Cerebrolysin Amelioration of Spinal Cord Ischemia/ Reperfusion Injury in Rabbit Model.

AIM: To investigate the effects of cerebrolysin on inflammation, oxidative stress, apoptosis, and neurologic recovery in the setting of an experimental rabbit model of spinal cord ischemia/reperfusion injury (SCIRI). MATERIAL AND METHODS: Rabbits were randomly divided into five groups: control, ischemia, vehicle, methylprednisolone (30 mg/kg), and cerebrolysin (5 ml/kg) group. The rabbits in the control group underwent only laparotomy; the other groups underwent spinal cord ischemia and reperfusion injury for 20 minutes.

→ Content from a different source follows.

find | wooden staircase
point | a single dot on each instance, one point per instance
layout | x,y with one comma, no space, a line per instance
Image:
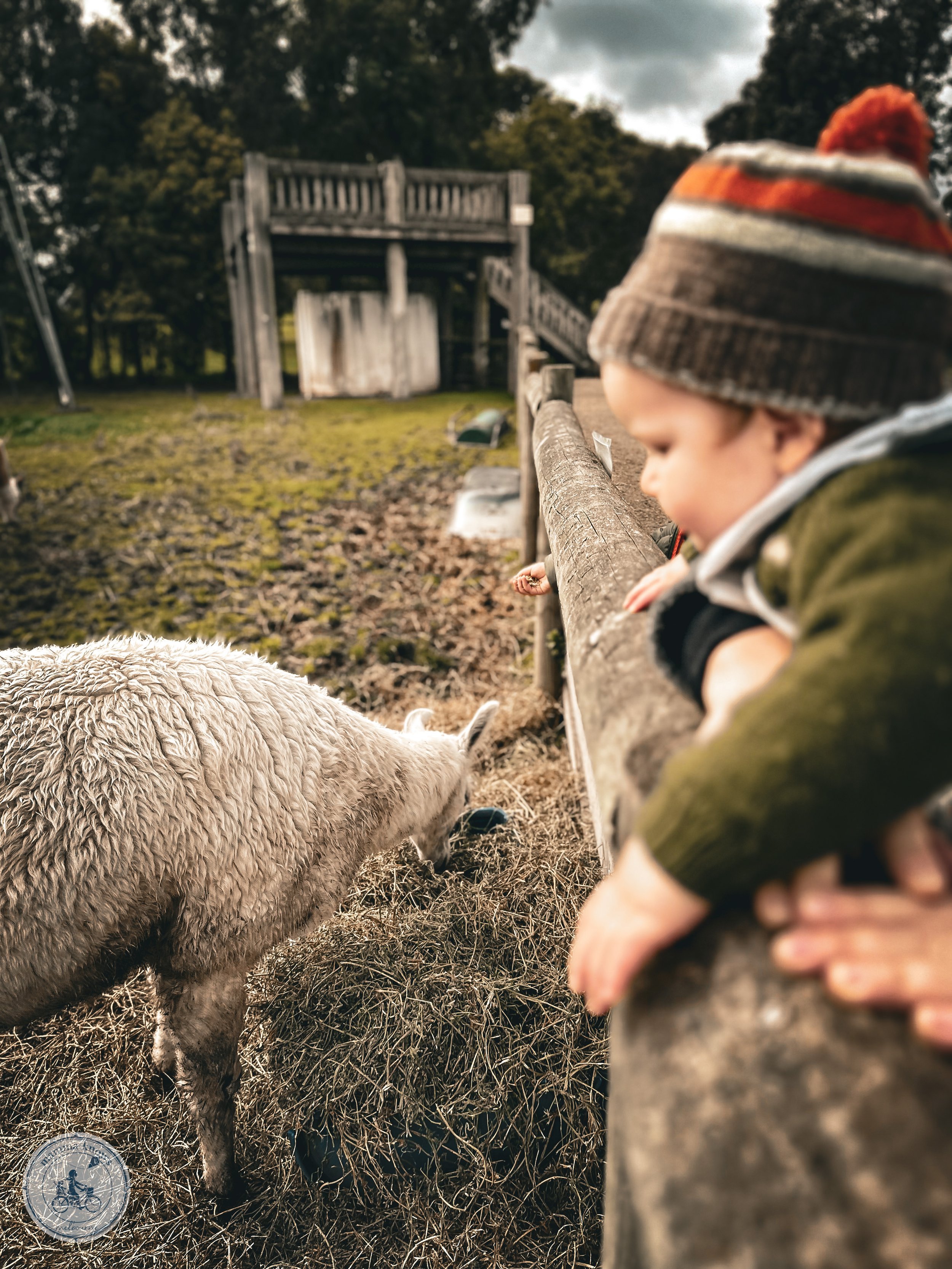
553,316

Neurologic examination after 24 hours was based on the Modified Tarlov scale. Myeloperoxidase activities, catalase and malondialdehyde levels, and caspase-3 concentrations were determined in serum and tissue samples. Serum xanthine oxidase levels were studied and histopathological and ultrastructural changes were examined. RESULTS: After SCIRI, serum and tissue myeloperoxidase activities, malondialdehyde levels, caspase-3 concentrations, and serum xanthine oxidase activities were increased (p < 0.01?0.001). Catalase levels were significantly diminished (p < 0.001). Cerebrolysin treatment correlated with reduced myeloperoxidase and xanthine oxidase activities, malondialdehyde levels and caspase-3 concentrations; and with increased catalase levels (p < 0.001, for all). The cerebrolysin group showed improved histopathological, ultrastructural, and neurological outcomes. CONCLUSION: For the first time in the literature, the current study reports anti-inflammatory, antioxidant, antiapoptotic, and neuroprotective effects of cerebrolysin in a SCIRI rabbit model.